Coverage is defined as the number of sample nucleotide bases sequence aligned to a specific locus in a reference genome.
The easiest way to explain this is with a real sequenced bacterial sample that has been aligned to the reference genome Escherichia coli BW2952.
Fig. 1 shows a single sample read aligned to the reference genome E. coli BW2952. The terminal base Thymine aligns to the reference genome at locus 4,134,698. There is only one sample base aligned at this locus, thus, we state that there is 1x coverage of the reference genome at this locus. Note the “REV” designation for this particular read, which indicates that it was aligned in the reverse direction, that is, 3′-end on the right and 5′-end on the left. Most alignment algorithms attempt to align reads in both the forward and reverse directions to see which orientation gives the best alignment scores. The read naming convention, in this case, is derived from an Illumina standard.
Fig. 2 shows multiple sample reads aligned to the same reference genome. The reference genome contains a Guanine base at locus 4,178,752. There are several reads that also contain Guanine mapped to this same locus. We can see immediately that there are 11 Guanine bases aligned to the reference genome at this locus, thus, we state that there is 11x coverage of the reference genome at this locus. Note that reads are mapped in both the forward “FWD” and reverse “REV” directions. Again, the read naming convention is derived from an Illumina standard.
By induction we can see that coverage is defined by the number of sample read bases that align to a specific locus on the reference genome. For example, we typically see 100x to 200x coverage for bacterial whole genome sequencing runs. The level of coverage can be adjusted up or down, within the limits of the sequencing platform, by the number of samples run simultaneously in a single run (i.e. by the level of multiplexing).
Fig. 3 shows the coverage of a sequenced E. coli bacterial sample when aligned to the reference genome E. coli BW2952. Note the relatively uniform coverage across the entire length of the reference genome.
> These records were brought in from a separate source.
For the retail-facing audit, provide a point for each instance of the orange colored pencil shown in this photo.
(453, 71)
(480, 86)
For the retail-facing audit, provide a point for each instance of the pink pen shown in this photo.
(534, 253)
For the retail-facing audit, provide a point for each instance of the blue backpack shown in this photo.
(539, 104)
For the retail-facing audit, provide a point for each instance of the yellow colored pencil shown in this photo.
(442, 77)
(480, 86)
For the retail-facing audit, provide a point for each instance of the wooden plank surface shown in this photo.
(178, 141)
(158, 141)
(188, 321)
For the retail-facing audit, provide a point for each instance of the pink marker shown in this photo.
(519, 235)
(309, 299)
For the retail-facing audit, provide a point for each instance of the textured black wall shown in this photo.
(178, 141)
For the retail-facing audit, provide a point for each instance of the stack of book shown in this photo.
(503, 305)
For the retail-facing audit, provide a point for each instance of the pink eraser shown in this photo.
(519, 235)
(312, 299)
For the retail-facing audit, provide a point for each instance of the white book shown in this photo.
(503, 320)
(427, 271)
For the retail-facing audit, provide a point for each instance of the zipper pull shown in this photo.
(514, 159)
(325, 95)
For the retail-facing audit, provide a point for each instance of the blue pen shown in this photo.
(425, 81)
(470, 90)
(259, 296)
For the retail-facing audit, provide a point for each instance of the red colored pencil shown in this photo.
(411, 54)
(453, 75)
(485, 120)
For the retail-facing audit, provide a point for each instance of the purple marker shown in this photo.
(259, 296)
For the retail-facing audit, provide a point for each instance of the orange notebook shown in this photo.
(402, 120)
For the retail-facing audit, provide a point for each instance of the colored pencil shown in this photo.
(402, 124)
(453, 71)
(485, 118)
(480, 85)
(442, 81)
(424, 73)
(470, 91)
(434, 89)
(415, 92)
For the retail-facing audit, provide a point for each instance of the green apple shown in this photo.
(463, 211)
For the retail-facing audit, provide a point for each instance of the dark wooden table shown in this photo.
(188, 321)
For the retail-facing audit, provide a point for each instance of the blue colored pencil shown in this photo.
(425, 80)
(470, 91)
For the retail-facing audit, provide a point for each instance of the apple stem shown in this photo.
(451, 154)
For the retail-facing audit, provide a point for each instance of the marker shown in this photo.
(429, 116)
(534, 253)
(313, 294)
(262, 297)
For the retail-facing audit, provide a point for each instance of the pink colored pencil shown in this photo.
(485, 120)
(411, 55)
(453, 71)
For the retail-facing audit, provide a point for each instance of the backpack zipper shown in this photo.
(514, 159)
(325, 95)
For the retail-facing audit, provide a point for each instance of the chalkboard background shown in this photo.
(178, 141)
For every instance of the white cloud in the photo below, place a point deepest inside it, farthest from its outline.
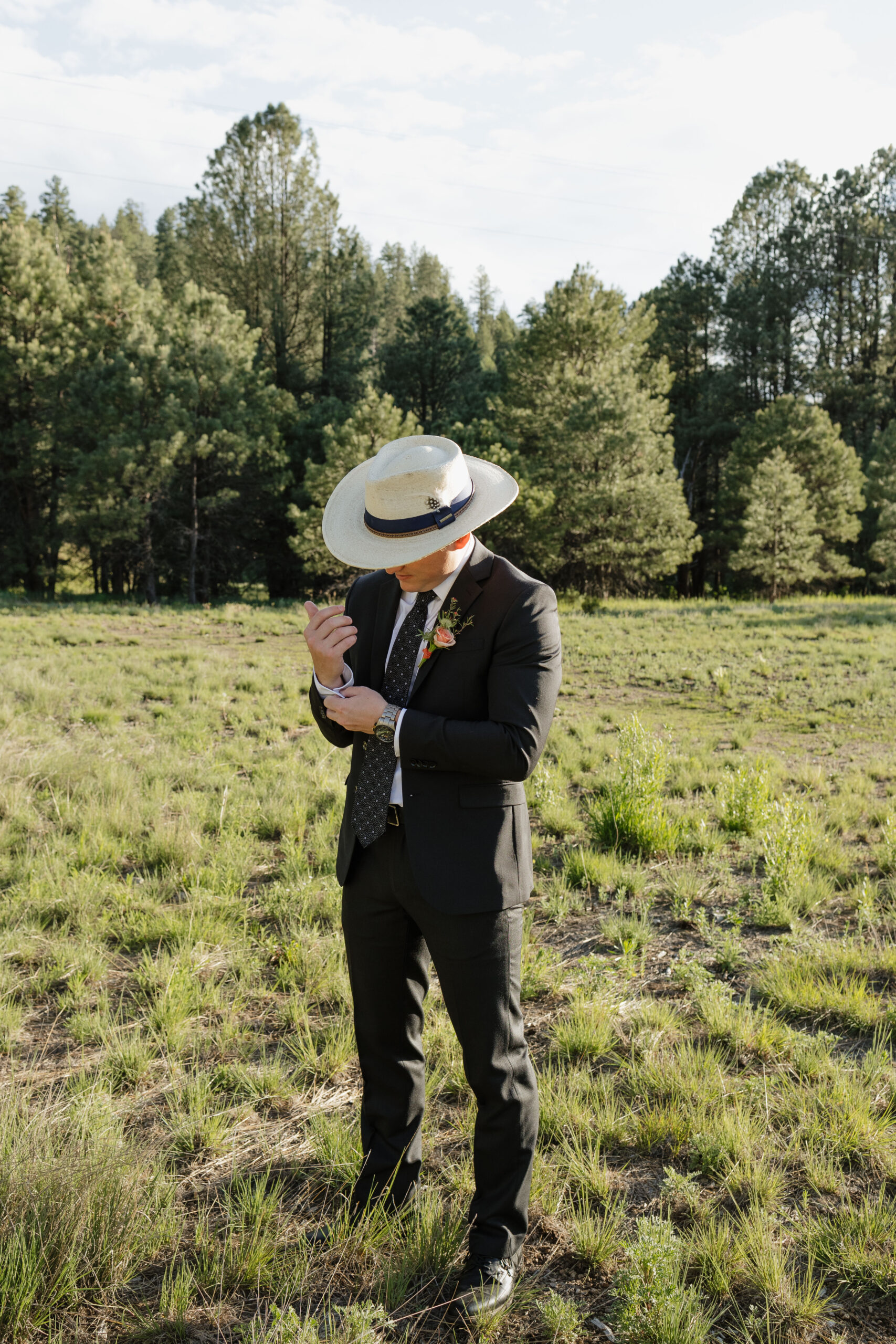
(519, 152)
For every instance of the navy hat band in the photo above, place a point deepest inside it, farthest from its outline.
(434, 522)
In this case the mean coverage was 204 reads with a standard deviation of 22 reads. This is fairly high coverage with little variability across the entire reference genome. There are a few isolated peaks in coverage, up to 750 reads across a small set of loci, and a fairly pronounced gap in coverage around locus 4,100,000. Except for the few peaks and a gap, the sample read distribution seems to follow a discrete uniform distribution. Occasional peaks may be due to PCR anomalies during library prep. In bacterial samples, gaps are often indicative of inserted bacteriophages, prophages and plasmids.
The Lander-Waterman equation is often used to estimate coverage:
C = (L x N) / G
C = coverage
L = read length (bp)
N = number of reads
G = haploid genome length (bp)
For single-end reads, the read length is simply the total length of a read. For example, we occasionally use single-end reads with a read length of 1 x 150 bp = 150 bp.
For paired-end reads, the read length is the sum of the lengths of the two individual reads. For example, we most often use paired-end reads with a read length of 2 x 150 = 300 bp. Paired-end reads include an insert sequence that typically averages 300 bp. For coverage estimates we ignore the insert sequence.
In our E. coli sample above, suppose we make a paired-end sequencing run with L = 300, N = 3,113,148, and G = 4,578,159. The estimated coverage C would be:
(300 x 1,666,666) / 5,000,000 = 204x
The number of reads N in an actual run was in fact close to the 1.6M shown here, suggesting that the Lander-Waterman equation was quite accurate in estimating coverage.
Lander, E. S. & Waterman, S. Genomic Mapping by Fingerprinting Random Clones : A Mathematical Analysis. Genomics 239, 231–239 (1988).